Let us understand how the blockchain works. Blockchain formalises a process which the common man understands intuitively. When one signs a promissory note (IOU), or takes advantage of the hawala system, one is actually working out a system like blockchain. An IOU acknowledges a debt of say 1 lac rupees. An IOU holder will present the note, and one who signed it will have to pay 1 lac. That protects the reputation of the signatory among the business associates. The signatory thus gets branded as trustworthy. In a hawala system, a similar process operates. Here the IOU is notional. It is converted into different currencies while passing hands. Each operator trusts that the other will deliver on the promise to pass on 1 lac till it reaches the final recipient.

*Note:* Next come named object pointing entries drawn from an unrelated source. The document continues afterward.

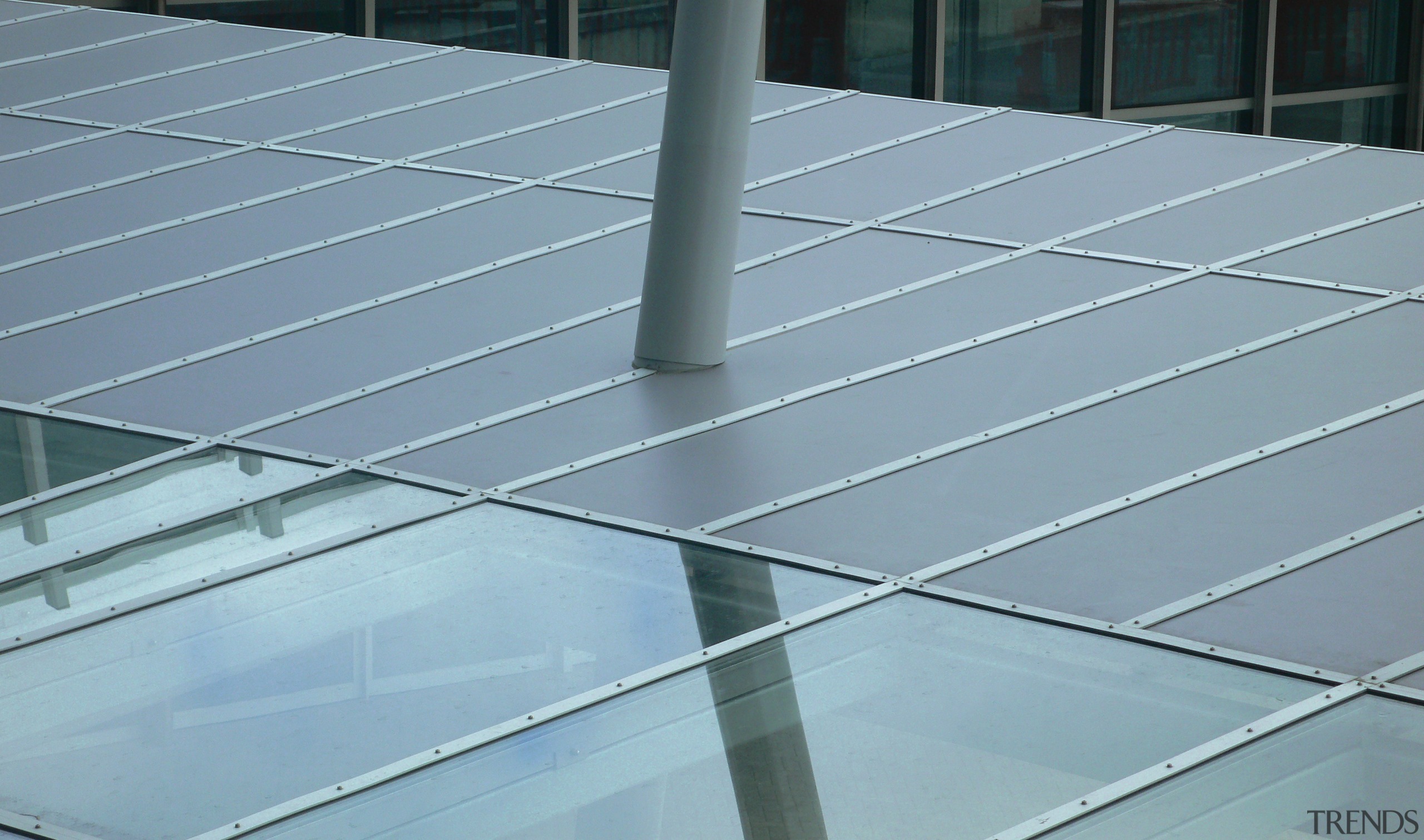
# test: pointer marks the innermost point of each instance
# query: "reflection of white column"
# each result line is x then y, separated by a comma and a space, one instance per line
56, 594
756, 706
270, 517
250, 463
36, 476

The amount of Rs.1 lac or whatever has been initially specified is called a block. The hands it passes through is called chain. The hands in the chain recognise that the value of the block is Rs. 1 lac and not some other amount.
All transacting parties recognise the exact size of the block. The block is simultaneously updated on their individual data bases called distributed ledgers and has unique security features which are temper-proof. The movement of the block can be verified by all parties in the chain. Each block carries a digital imprint or signature of wherever it has been. It creates instant trust. In a hawala transaction the parties put a premium on their trust. Being trustworthy is more important than reneging on it.